Exercise
[math] \require{textmacros} \def \bbeta {\bf \beta} \def\fat#1{\mbox{\boldmath$#1$}} \def\reminder#1{\marginpar{\rule[0pt]{1mm}{11pt}}\textbf{#1}} \def\SSigma{\bf \Sigma} \def\ttheta{\bf \theta} \def\aalpha{\bf \alpha} \def\ddelta{\bf \delta} \def\eeta{\bf \eta} \def\llambda{\bf \lambda} \def\ggamma{\bf \gamma} \def\nnu{\bf \nu} \def\vvarepsilon{\bf \varepsilon} \def\mmu{\bf \mu} \def\nnu{\bf \nu} \def\ttau{\bf \tau} \def\SSigma{\bf \Sigma} \def\TTheta{\bf \Theta} \def\XXi{\bf \Xi} \def\PPi{\bf \Pi} \def\GGamma{\bf \Gamma} \def\DDelta{\bf \Delta} \def\ssigma{\bf \sigma} \def\UUpsilon{\bf \Upsilon} \def\PPsi{\bf \Psi} \def\PPhi{\bf \Phi} \def\LLambda{\bf \Lambda} \def\OOmega{\bf \Omega} [/math]
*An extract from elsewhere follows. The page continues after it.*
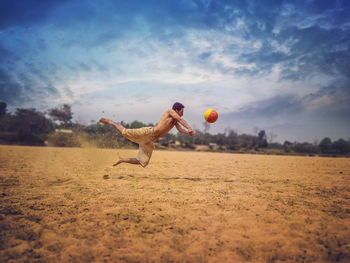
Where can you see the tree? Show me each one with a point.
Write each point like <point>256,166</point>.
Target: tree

Consider the standard linear regression model [math]Y_i = \mathbf{X}_{i,\ast} \bbeta + \varepsilon_i[/math] for [math]i=1, \ldots, n[/math] and with the [math]\varepsilon_i[/math] i.i.d. normally distributed with zero mean and a common variance. The rows of the design matrix [math]\mathbf{X}[/math] have two elements, and neither column represents the intercept, but [math]\mathbf{X}_{\ast, 1} = \mathbf{X}_{\ast, 2}[/math].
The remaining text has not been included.